Admittedly, I'm not a huge user of mobile web (I'm not an iPhone user either, I'm still using a Pixel 4a).

However, I am absolutely not going to defend extremely heavy javascript content either. There needs to be a balance, and as your linked article mentions it will vary a lot depending on the demographics of the audience.

The original article though was not a good critique of any of that (your linked article is much better).

Even so a lot of work has been done to counter a bunch of the problems with doing everything with React. SSR while not a panacea, goes some distance to solving the problem.

all of this for the fake promise of "easiness to reason about" and "great DX". Which is not even remotely true, it’s MORE DIFFICULT to reason about and the DX of putting together these layers of badly configured stuff is anything but "good".
What's your solution to the "complexity" you're referring to?
My personal solution is to use the platform – modern JS and CSS are great.

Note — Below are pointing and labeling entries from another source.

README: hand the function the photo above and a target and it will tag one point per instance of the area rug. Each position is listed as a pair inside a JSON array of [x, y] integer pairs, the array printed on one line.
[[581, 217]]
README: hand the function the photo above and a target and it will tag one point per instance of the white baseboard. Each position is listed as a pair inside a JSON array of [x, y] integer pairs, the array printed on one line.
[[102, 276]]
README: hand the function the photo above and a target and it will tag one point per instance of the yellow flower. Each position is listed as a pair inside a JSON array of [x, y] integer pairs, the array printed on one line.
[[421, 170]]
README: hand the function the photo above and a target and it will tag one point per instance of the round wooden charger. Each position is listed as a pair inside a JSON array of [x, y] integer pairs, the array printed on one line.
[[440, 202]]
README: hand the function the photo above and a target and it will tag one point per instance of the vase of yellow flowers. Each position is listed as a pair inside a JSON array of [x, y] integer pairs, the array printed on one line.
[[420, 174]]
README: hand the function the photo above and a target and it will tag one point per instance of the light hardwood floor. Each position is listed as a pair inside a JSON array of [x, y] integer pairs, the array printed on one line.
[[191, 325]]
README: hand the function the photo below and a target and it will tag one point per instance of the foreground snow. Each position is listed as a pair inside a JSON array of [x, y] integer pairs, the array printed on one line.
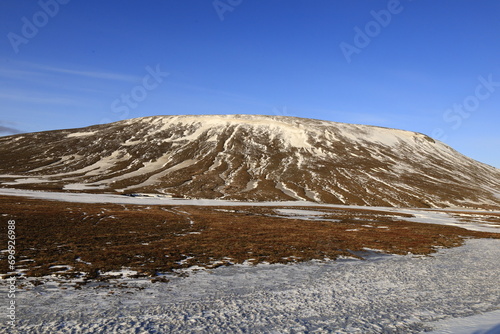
[[385, 294]]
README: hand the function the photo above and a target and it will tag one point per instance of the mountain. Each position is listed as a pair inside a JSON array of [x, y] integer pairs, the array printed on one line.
[[252, 158]]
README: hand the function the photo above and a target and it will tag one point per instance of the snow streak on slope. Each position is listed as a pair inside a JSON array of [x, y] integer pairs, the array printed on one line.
[[256, 158]]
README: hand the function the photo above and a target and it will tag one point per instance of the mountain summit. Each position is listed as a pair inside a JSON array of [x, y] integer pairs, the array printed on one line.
[[251, 158]]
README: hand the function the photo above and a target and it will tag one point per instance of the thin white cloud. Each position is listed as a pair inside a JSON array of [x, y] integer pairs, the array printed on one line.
[[30, 97], [27, 69]]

The complexity is sometimes required, but in most web projects, these tools are actively harming the user, and also the long term maintainability, they eat into the business bottom line as well.

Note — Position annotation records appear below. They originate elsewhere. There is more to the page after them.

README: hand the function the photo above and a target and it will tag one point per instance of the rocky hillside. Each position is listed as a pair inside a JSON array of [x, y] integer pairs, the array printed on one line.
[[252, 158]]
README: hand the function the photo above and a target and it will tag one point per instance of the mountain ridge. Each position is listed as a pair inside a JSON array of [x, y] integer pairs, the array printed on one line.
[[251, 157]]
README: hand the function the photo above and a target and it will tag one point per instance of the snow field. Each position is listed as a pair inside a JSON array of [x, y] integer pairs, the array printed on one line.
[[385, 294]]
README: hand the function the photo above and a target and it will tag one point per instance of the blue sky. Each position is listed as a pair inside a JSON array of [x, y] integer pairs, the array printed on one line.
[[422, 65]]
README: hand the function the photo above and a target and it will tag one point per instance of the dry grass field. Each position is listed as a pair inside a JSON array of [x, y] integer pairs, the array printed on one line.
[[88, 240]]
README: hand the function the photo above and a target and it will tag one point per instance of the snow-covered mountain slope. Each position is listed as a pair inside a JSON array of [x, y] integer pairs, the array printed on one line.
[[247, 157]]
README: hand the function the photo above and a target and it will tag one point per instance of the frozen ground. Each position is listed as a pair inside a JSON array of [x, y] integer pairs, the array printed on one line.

If I need to, I can stitch the files together, mangle variables, manipulate the AST or whatever I need to produce a bundle and my tiny script that I invoke with `make` will still be less than 1/10 of average config files for the mainstream tooling.

I made an experiment for years – write the code for the thing I‘d use a dependency for – sample an image size, build a "data model" abstraction, your own reactivity, a build script, backup solution, a cron job, release script etc. etc. etc. and instead of pulling my hair out I learned something useful each time and I can come back to a working and documented code that’s easy to improve and has a straightforward call stack.

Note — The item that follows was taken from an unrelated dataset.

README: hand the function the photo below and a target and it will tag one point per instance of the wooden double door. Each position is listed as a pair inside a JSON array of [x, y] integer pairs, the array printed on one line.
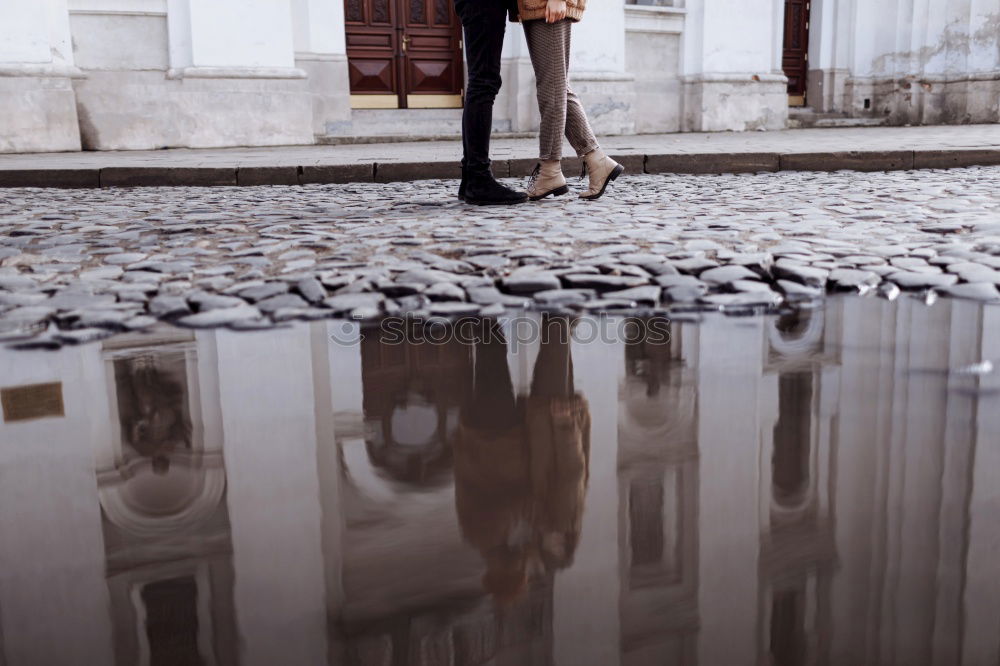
[[795, 56], [404, 54]]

There are plenty of ways a site can be built with less complexity. Going to the extreme, write any interactive code in plain old JS and ship it along with your HTML and CSS.

You could use a bundling step if you prefer, its pretty trivial to setup a basic bundler that wraps up multiple JS files. Heck, writing everything in TS and outputting a single file would do the trick.

also, my solution is to be the engineer who understands these layers and gets a job to look into them – and it pains me to see that in 95% of the cases people just used whatever was lying on the table and not thought for a second they could go on MDN and find out there is a native API for their purpose.
No.

And if anything, WordPress did contribute to the current state. The article presents WordPress as a solution.

The few good WP devs and WP hosts are hard to find and expensive (rightly so). They sit amongst a sea of cheap labor, terrible hacks and grifters looking to vendor-lock you.

If anything, "a static HTML with some CSS" is a start of a solution. Not a MySQL backed hodgepodge of legacy PHP and proprietary addons. And also not yet another frontend framework.